Using imagery to aid or improve performance
To begin with, the purpose of this blog is to set the stage for imagery, to explain what it is, why it might be useful, and how it can be used. From the outset, I should make it clear that imagery is not for everyone, for some people it will come easy and the benefits will be obvious. For others, using imagery will feel like a chore, and the benefits of it will be hard to notice or not immediately clear.
However, despite imagery not being for everyone. As a sport psychologist I would still encourage every client/athlete/performer to at very least try imagery. It is ultimately a skill that can be developed and improved. So even at first, if one struggles to grasp the concept of imagery and understand its benefits, over time they can still learn to use imagery more effectively. That said, given what’s been said, I will say that there is no guarantee that the content of this blog will change your mind about using imagery, but hopefully it will give you the tools that you will need to be able to use imagery confidently and reap the benefits.

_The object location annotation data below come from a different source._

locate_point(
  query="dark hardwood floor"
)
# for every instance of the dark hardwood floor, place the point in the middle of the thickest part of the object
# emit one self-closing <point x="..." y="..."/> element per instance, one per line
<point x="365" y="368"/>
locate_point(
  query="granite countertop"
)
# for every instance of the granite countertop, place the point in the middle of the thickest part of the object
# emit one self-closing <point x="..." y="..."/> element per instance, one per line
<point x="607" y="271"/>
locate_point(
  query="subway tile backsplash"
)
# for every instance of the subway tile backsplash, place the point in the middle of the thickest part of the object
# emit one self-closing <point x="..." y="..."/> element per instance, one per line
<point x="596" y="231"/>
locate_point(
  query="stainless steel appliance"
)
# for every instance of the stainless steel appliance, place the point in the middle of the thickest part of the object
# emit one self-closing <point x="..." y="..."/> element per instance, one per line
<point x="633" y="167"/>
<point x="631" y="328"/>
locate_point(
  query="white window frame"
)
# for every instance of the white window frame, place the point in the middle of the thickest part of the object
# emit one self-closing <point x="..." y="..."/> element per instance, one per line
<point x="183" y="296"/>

So what exactly is imagery?
Essentially imagery is an attempt to create an experience that replicates ‘the real thing’. As close as possible anyways. Which is what separates imagery from visualisation. While visualisation might be thought of as an attempt to visualise (duh) a particular skill, sequence of actions, or performance, imagery, however, includes activating different sensory modalities, such as sounds, smells, touch, and everything else in-between like thoughts and feelings. Imagery, therefore, creates a clearer vision, sensation, or experience of the intended ‘image’. So, to begin with, if there is anything to take away from this blog, I want you to recognise that imagery is not purely visual, it’s actually more about activating all of those senses together in co-ordination.
Different types of imagery?
There are supposed different types of imagery, specifically, different purposes for imagery use. Proposed by Paivio (1985) there are five ‘types’ of imagery, each with a different goal…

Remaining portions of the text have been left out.